ABOUT three hundred and fifty years ago, when the Reformation was just beginning, a poor artisan named Bernard Palissy was wandering about Germany, trying to earn a living by the labor of his hands. He could glaze windows, mend furniture, paint on glass, and turn his hand to various other useful employments. Wherever he went he heard men talk of one Martin Luther, and of a book called the Bible. His curiosity was excited by the things which were told him, and he determined to learn to read; and so at length he began to study a copy of the Bible to which he occasionally had access.
By the time he was thirty years old, that is to say in 1540, Palissy had become a believer in the Lord Jesus Christ. He now settled at Paris, where he painted and glazed, mended broken crockery, and made himself generally useful. Seeing one day a beautiful piece of pottery, he determined to try and imitate it. The story of his perseverance is a long one. Experiment after experiment was made, only to end in failure. On one occasion he sat by his furnace for days and nights without changing his clothes. During his last attempt, when the fuel began to run short, he rushed into his house, seized and broke up sundry articles of furniture, and hurled them into the furnace to keep up the heat. Such perseverance was sure to succeed; but in the meantime Palissy was reduced to poverty, besides which he suffered much mockery and persecution, even from his own family.
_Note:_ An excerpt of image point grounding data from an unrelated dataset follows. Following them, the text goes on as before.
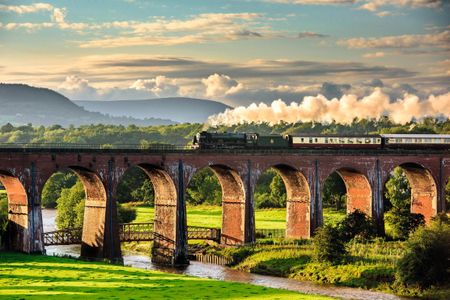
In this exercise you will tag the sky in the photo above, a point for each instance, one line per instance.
(236, 52)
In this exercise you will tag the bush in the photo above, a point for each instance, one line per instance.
(328, 246)
(357, 224)
(125, 213)
(402, 222)
(427, 258)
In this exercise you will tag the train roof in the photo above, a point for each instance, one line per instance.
(418, 136)
(338, 135)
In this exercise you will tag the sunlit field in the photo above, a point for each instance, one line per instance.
(43, 277)
(211, 216)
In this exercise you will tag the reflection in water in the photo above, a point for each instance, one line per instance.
(223, 273)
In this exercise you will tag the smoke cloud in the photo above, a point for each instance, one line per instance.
(343, 110)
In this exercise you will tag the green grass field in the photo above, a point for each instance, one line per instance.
(211, 216)
(43, 277)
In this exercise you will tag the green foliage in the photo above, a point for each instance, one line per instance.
(126, 213)
(270, 191)
(398, 191)
(357, 225)
(3, 214)
(54, 185)
(427, 257)
(328, 247)
(334, 192)
(204, 188)
(447, 196)
(399, 220)
(401, 223)
(135, 186)
(70, 207)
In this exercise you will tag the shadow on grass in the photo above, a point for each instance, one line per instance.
(55, 277)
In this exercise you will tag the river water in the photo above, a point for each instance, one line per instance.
(204, 270)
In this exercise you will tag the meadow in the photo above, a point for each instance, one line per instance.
(44, 277)
(211, 216)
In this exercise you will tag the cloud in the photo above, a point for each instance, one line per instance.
(309, 34)
(220, 85)
(344, 110)
(160, 86)
(314, 2)
(374, 55)
(441, 40)
(374, 5)
(26, 9)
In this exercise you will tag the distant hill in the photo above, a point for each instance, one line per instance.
(177, 109)
(22, 104)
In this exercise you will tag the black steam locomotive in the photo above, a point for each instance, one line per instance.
(227, 140)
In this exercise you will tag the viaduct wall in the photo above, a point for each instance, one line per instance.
(24, 173)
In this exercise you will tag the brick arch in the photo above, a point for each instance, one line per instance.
(18, 211)
(94, 219)
(424, 193)
(233, 204)
(298, 201)
(358, 190)
(165, 193)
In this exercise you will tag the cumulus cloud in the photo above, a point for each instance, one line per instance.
(378, 54)
(27, 9)
(343, 110)
(160, 86)
(374, 5)
(309, 34)
(219, 85)
(441, 39)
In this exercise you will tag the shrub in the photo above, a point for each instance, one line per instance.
(427, 257)
(402, 222)
(357, 224)
(328, 246)
(125, 213)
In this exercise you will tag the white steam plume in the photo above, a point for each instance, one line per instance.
(344, 110)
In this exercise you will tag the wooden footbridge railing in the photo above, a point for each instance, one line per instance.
(128, 232)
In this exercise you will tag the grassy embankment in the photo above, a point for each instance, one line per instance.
(368, 265)
(43, 277)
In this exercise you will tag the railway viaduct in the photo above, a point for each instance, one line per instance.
(24, 171)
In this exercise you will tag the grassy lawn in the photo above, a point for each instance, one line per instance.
(211, 216)
(44, 277)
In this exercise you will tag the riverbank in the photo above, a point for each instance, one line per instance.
(42, 277)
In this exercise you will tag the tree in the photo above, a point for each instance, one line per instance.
(327, 246)
(357, 224)
(401, 222)
(427, 257)
(52, 189)
(334, 192)
(204, 188)
(70, 207)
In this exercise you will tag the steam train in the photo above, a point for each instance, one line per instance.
(227, 140)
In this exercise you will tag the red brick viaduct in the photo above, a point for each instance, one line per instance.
(23, 172)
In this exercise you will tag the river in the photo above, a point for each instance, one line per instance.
(204, 270)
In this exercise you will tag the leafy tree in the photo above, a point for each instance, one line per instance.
(52, 189)
(398, 195)
(327, 246)
(357, 224)
(447, 196)
(427, 257)
(334, 192)
(70, 207)
(3, 215)
(204, 188)
(135, 186)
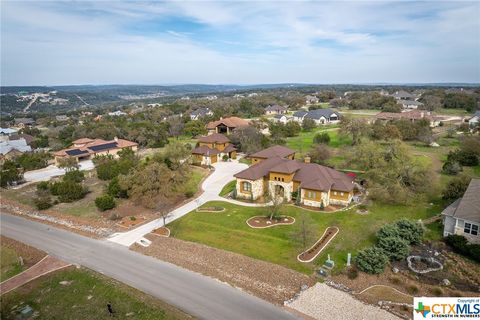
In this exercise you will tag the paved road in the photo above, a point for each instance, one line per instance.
(212, 186)
(198, 295)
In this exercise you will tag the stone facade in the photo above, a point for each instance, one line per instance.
(257, 189)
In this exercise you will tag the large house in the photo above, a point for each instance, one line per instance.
(475, 119)
(212, 147)
(412, 116)
(200, 113)
(462, 217)
(279, 175)
(226, 125)
(320, 116)
(276, 109)
(86, 148)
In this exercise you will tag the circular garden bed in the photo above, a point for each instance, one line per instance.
(261, 222)
(314, 251)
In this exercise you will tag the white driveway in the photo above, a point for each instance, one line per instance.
(212, 186)
(47, 173)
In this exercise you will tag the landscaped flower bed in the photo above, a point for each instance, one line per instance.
(315, 250)
(264, 222)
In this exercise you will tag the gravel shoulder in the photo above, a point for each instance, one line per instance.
(268, 281)
(324, 302)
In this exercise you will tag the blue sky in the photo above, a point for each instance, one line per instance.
(245, 42)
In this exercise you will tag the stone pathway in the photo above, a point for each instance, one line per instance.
(46, 265)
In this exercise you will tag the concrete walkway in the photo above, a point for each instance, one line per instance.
(46, 265)
(212, 186)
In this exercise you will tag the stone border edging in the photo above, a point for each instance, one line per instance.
(324, 246)
(36, 277)
(272, 225)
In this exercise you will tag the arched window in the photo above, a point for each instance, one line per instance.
(246, 186)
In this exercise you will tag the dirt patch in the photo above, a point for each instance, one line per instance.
(162, 231)
(265, 280)
(261, 222)
(315, 250)
(30, 255)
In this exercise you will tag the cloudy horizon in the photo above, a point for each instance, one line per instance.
(113, 42)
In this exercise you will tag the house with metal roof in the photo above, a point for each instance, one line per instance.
(86, 148)
(279, 175)
(462, 217)
(211, 148)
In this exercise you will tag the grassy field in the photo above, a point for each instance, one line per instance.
(85, 297)
(9, 263)
(228, 230)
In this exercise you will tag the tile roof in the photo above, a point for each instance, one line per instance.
(231, 122)
(274, 151)
(468, 207)
(216, 137)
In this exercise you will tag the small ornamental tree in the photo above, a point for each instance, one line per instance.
(395, 248)
(105, 202)
(410, 230)
(372, 260)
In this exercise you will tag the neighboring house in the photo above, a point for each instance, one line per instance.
(7, 131)
(413, 116)
(117, 113)
(275, 151)
(62, 118)
(200, 113)
(322, 116)
(315, 185)
(311, 100)
(212, 147)
(86, 148)
(28, 138)
(462, 217)
(410, 104)
(12, 148)
(226, 125)
(281, 118)
(299, 116)
(475, 119)
(24, 122)
(403, 95)
(276, 109)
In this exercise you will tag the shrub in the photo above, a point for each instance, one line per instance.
(105, 202)
(410, 231)
(322, 138)
(74, 176)
(371, 260)
(42, 186)
(413, 289)
(43, 202)
(452, 167)
(394, 247)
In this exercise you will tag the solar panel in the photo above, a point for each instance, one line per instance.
(105, 146)
(75, 152)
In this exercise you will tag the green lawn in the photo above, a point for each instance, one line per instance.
(9, 263)
(304, 141)
(228, 230)
(85, 297)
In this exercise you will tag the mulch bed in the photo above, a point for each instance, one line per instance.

In the midst of his distress, he used to comfort himself by calling to mind passages of the Scripture which he had learned by heart. Unable to afford a Bible, he succeeded in copying out several extracts from one which was sometimes lent to him, and he was in the habit of calling his neighbors together to listen to the Word of God. This was a very common plan in those days. In some districts the poor people used to arrange to learn different parts of the Bible by heart, so that, if their books were seized and burnt, as was too often the case, they might fall back upon the various portions of Scripture which they had committed to memory.
Amongst Palissy’s friends at that time was a remarkable man named Hamelin. He had become converted through reading the Bible, and had learned the art of printing on purpose that he might multiply Bibles. He then became a colporteur on his own account, for there were colporteurs even in those days. Staff in hand and basket on back, through heat and cold, by lonely ways, such faithful men as Hamelin used to go from door to door, often at the risk of their lives, not knowing in the morning where they should lay their head at night. After a time Hamelin was imprisoned, and “hanged like a common thief,” because of his love of the Word of God, though Palissy went to remonstrate with the magistrates and point out what a crime it was thus to shed innocent blood.
Meanwhile Palissy’s work was spreading. The little town of Saintes, where he lived, became a center of good. “In those days,” he writes, “might be seen, on Sundays, bands of workpeople abroad in the meadows, singing psalms and spiritual songs, or reading and instructing one another. There might also be seen girls and maidens seated in groups, in gardens, singing hymns; or boys diligently listening to the teaching of their elders. Not only were the habits and ways of the people changed, but even their countenances seemed to be improved.
Such a state of things was too good to last, and soon persecution began. All followers of the Bible were condemned to be burnt, and terrible scenes took place. Palissy was now famous for his pottery, which was very fortunate for him, as it ensured him some protection when he was seized and charged with heresy. “I assure you,” he writes to his noble protector, the Duke of Montmorency, “my enemies have really no cause against me, except that I have many times shown them certain passages of Scripture.” He was afterward made potter to the Queen of France, and worked at the Tuileries, or Tile-works, in Paris. When he was seventy-eight years old he was again arrested, and imprisoned in the Bastile. Though so old and feeble, his spirit was brave as ever. He was as determined now in holding to the truth as he had been forty years before in finding out how to enamel pottery. At length Henry III. of France, who had a high regard for him, went to see him. “My good man,” he said, “you have now served my mother and myself for forty-five years. We have put up with your religion as long as possible. But now I am so constrained by others to let justice be done, that I must leave you in the hands of your enemies, and tomorrow you will be burnt unless you return to the Roman Catholic Church.”
“Sire,” said the brave old man, “I am ready to give my life for the glory of God. You have often said that you have pity on me; now I have pity on you, for you say you are constrained by others. Such words ought not to fall from a king’s mouth. At any rate, no constraint will have any effect on me, for I know how to die.”
Palissy was not burnt on the following day, but he was kept in prison, and there he died in the course of the next year, thanking God that he was permitted to suffer on Christ’s account.
Thus lived, and thus died, one of France’s noblest sons. Would that God might raise up many such Frenchmen as Palissy, the Potter!